Rapidamente, a jornalista formada pela Fundação Cásper Líbero que abandonou a carreira para se dedicar à tradução, mergulhou nos livros da escritora, que aborda temas sociais em um estilo literário bem ligado à poesia – até seus romances têm influência poética, segundo Renard. Ao mesmo tempo, acompanhava a obra de Matthieu Chedid, que acabou encontrando, por coincidência, durante um show que o músico francês fez em São Paulo.
“O Matthieu é muito ligado à avó. Eu estava querendo começar a fazer traduções literárias e ele me estimulou a traduzir um livro da Andrée, que ainda não tinha nenhuma obra disponível em português”, conta a tradutora.
Renard conta que, além de prazerosa, a tradução de “O Menino Múltiplo” foi um desafio, uma vez que o estilo da escritora, poético e com certa musicalidade, precisava ser mantido. “A Andrée escrevia com um dicionário ao lado, procurando palavras que dessem um ritmo ao seu texto. Procurei fazer o mesmo na versão em português, buscando a palavra certa para manter a musicalidade. Traduzir não é apenas manter o sentido, é também um ato de criação”, diz a tradutora, que aconselha ler o livro em voz alta.
A história
Segundo Renard, a escolha de “O Menino Múltiplo”, entre toda a obra da autora, se deve pelo fato de o livro ter um pouco a ver com o Brasil. O romance conta a história de Omar-Jo, filho de um pai muçulmano egípcio e uma mãe católica libanesa, falecidos durante a guerra no Líbano, em 1987, após a explosão de um carro-bomba – que também deixa o menino de doze anos sem um dos braços. A tragédia fez com que seu avô, um trovador, o levasse a Paris, onde o encontro do Oriente com o Ocidente mexe com a vida do garoto.

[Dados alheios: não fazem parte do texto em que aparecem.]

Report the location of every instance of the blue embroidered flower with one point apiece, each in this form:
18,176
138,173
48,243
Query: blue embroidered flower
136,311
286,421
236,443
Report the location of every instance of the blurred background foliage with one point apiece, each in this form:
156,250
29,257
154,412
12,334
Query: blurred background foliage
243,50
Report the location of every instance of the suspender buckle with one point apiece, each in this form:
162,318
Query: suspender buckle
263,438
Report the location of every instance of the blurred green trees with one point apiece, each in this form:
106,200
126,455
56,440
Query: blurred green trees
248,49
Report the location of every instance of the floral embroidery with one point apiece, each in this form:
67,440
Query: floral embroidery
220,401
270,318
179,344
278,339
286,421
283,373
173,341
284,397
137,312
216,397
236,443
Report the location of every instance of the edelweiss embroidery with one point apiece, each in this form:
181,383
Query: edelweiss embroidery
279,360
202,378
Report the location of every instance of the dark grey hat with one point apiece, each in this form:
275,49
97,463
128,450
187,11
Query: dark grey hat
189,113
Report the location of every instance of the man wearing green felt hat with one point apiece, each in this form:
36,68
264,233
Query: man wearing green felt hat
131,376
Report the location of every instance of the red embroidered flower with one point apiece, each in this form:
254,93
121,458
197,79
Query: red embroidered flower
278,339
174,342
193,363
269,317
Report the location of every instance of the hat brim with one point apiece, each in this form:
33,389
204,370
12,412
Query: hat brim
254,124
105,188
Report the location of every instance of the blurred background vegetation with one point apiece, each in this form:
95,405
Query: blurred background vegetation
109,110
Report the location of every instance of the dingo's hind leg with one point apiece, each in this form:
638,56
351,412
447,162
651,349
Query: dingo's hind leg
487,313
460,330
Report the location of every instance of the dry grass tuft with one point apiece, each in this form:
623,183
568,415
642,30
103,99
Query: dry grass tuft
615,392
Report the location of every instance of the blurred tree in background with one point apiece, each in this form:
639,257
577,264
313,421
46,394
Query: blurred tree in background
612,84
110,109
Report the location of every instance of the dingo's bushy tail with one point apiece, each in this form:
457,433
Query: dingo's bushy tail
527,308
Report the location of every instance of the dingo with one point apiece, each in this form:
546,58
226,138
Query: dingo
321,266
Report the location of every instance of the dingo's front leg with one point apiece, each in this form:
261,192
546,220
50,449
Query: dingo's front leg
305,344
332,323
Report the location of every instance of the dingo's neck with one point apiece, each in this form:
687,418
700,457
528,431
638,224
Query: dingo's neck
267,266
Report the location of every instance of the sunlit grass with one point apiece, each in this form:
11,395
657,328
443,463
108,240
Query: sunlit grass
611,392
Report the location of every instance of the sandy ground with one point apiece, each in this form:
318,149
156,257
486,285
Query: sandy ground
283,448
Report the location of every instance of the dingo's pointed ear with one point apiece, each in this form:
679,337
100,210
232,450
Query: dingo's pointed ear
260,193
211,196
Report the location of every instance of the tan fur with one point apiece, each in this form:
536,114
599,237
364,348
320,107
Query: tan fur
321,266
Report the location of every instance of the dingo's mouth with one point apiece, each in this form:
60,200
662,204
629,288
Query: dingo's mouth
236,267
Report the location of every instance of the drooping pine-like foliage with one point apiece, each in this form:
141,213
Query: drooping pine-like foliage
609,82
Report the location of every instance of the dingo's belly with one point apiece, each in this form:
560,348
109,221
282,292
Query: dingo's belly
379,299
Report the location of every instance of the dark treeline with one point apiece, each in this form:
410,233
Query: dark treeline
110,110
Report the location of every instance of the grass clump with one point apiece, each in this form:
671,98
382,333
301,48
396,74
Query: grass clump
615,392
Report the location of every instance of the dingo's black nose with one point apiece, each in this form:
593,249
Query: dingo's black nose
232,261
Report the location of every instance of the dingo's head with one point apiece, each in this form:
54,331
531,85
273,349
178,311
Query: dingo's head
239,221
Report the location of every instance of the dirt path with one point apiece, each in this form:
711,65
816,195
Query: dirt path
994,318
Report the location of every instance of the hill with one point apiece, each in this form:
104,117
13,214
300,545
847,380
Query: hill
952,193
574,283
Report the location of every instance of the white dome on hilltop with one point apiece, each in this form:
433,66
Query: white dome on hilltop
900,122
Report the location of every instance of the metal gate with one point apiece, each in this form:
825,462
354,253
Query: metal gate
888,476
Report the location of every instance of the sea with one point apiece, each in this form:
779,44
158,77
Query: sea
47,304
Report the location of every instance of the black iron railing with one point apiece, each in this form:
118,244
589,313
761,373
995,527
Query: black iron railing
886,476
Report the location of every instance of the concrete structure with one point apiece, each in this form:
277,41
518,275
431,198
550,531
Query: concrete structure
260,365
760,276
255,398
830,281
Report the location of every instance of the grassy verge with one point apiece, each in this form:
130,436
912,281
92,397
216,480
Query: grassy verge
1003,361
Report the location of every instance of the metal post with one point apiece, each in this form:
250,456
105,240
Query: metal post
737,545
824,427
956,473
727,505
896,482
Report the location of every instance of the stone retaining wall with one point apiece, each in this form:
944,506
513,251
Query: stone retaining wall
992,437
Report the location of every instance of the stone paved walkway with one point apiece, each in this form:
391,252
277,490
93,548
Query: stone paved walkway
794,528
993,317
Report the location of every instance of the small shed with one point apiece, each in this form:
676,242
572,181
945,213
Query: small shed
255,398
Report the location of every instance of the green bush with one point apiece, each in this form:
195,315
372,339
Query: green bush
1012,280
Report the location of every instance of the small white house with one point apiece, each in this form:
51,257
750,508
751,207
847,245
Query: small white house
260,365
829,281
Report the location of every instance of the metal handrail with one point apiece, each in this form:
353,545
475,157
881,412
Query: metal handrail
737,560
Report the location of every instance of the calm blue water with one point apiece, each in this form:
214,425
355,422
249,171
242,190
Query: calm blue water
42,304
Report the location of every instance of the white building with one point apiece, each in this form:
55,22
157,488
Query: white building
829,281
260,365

“Embora escrito na década de 80, o texto de Chedid se revelou bem atual. A dura realidade de muitos refugiados no atual cenário que vivemos”, conta Mayara Zucheli, assistente editorial na Editora Martin Claret.
Ela diz que o pessoal da editora ficou atônito com o fato de não existir nenhuma tradução da obra da autora, contemplada com mais de vinte prêmios literários, no Brasil. “A tradutora que entrou em contato conosco e ofereceu a sua tradução”, explica.
Poeta, romancista, novelista e dramaturga, Andrée Chedid tem origem libanesa, mas nasceu no Cairo em 1920. Aos 26 anos se mudou para a capital francesa, onde produziu mais de 40 obras no francês – idioma que aprendeu desde pequena, pois sempre estudou em escola francesa. Dois de seus romances foram adaptados ao cinema: Le sixième jour e L’autre.
A tradução de L’Enfant multiple tem 265 páginas e tiragem inicial de três mil exemplares. Está disponível em livrarias físicas e online a preço de capa de R$ 49,90.